Erhard Roth erlitt in Folge von Covid-19 einen Herzinfarkt und hat für Corona-Leugner kein Verständnis


Besucht die Notaufnahme heute nur als Gast: Erhard Roth hatte nicht nur einen schweren Covid-19-Verlauf, sondern als Folge einen Herzinfarkt.

Prof. Dr. Robert Voswinckel

Bad Nauheim/Friedberg (HR). Erhard Roth hat die Abenteuerlust im Blut. Zeit seines Lebens bestimmte die Suche nach neuen Herausforderungen die Entscheidungen des gelernten Drehers. Im Dezember 2020 erkrankte der heute 72-Jährige an Covid-19 – mit gravierenden Spätfolgen. Inzwischen ist er wieder einigermaßen fit.

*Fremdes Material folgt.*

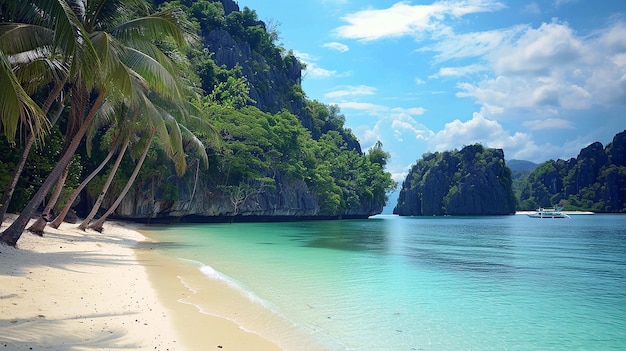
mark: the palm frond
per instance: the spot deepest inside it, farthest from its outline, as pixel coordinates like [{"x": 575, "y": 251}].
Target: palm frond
[
  {"x": 16, "y": 38},
  {"x": 193, "y": 145},
  {"x": 153, "y": 27},
  {"x": 159, "y": 79},
  {"x": 17, "y": 106}
]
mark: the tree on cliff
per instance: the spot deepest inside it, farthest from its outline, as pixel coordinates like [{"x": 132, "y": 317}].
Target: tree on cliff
[
  {"x": 593, "y": 181},
  {"x": 117, "y": 47},
  {"x": 473, "y": 181}
]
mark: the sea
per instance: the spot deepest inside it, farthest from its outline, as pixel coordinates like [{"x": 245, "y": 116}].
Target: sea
[{"x": 420, "y": 283}]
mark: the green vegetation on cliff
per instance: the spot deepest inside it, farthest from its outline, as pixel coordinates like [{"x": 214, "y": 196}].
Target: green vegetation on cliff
[
  {"x": 473, "y": 181},
  {"x": 219, "y": 87},
  {"x": 593, "y": 181}
]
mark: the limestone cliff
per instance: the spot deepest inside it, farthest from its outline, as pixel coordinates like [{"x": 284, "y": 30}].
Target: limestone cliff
[
  {"x": 473, "y": 181},
  {"x": 593, "y": 181}
]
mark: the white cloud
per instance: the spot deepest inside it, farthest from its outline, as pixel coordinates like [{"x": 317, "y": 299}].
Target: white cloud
[
  {"x": 313, "y": 70},
  {"x": 490, "y": 133},
  {"x": 550, "y": 69},
  {"x": 475, "y": 44},
  {"x": 381, "y": 110},
  {"x": 458, "y": 71},
  {"x": 539, "y": 51},
  {"x": 402, "y": 19},
  {"x": 548, "y": 123},
  {"x": 351, "y": 91},
  {"x": 532, "y": 7},
  {"x": 337, "y": 46}
]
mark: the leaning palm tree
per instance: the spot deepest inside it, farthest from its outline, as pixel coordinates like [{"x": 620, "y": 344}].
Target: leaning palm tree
[
  {"x": 118, "y": 39},
  {"x": 172, "y": 135}
]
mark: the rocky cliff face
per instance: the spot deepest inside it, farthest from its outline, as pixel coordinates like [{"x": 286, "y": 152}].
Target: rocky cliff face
[
  {"x": 288, "y": 200},
  {"x": 272, "y": 76},
  {"x": 595, "y": 180},
  {"x": 473, "y": 181}
]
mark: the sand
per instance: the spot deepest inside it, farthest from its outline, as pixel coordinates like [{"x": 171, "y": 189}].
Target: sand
[{"x": 74, "y": 290}]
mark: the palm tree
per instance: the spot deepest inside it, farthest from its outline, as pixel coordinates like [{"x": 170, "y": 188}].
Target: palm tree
[{"x": 125, "y": 46}]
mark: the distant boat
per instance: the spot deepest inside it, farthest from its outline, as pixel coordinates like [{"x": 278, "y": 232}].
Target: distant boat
[{"x": 548, "y": 213}]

Zu denen, die alles für nicht so schlimm halten, hat er eine klare Meinung: „Ich rege mich nicht auf über die Corona-Leugner, aber die sollten’s mal bekommen.“

Nach seiner Ausbildung bei Mercedes ging der gebürtige Anspacher als deutscher Angestellter zur US-amerikanischen Militärpolizei, arbeitete in Frankfurt und Ramstein. Mitte der 1970er Jahre absolvierte er eine Ausbildung zum Speditionskaufmann, koordinierte für einige Jahre Kurierdienste im Auftrag der NATO. Privat fuhr er in dieser Zeit Motocross-Rennen mit Seitenwagen, ein schwerer Unfall bremste ihn für längere Zeit aus.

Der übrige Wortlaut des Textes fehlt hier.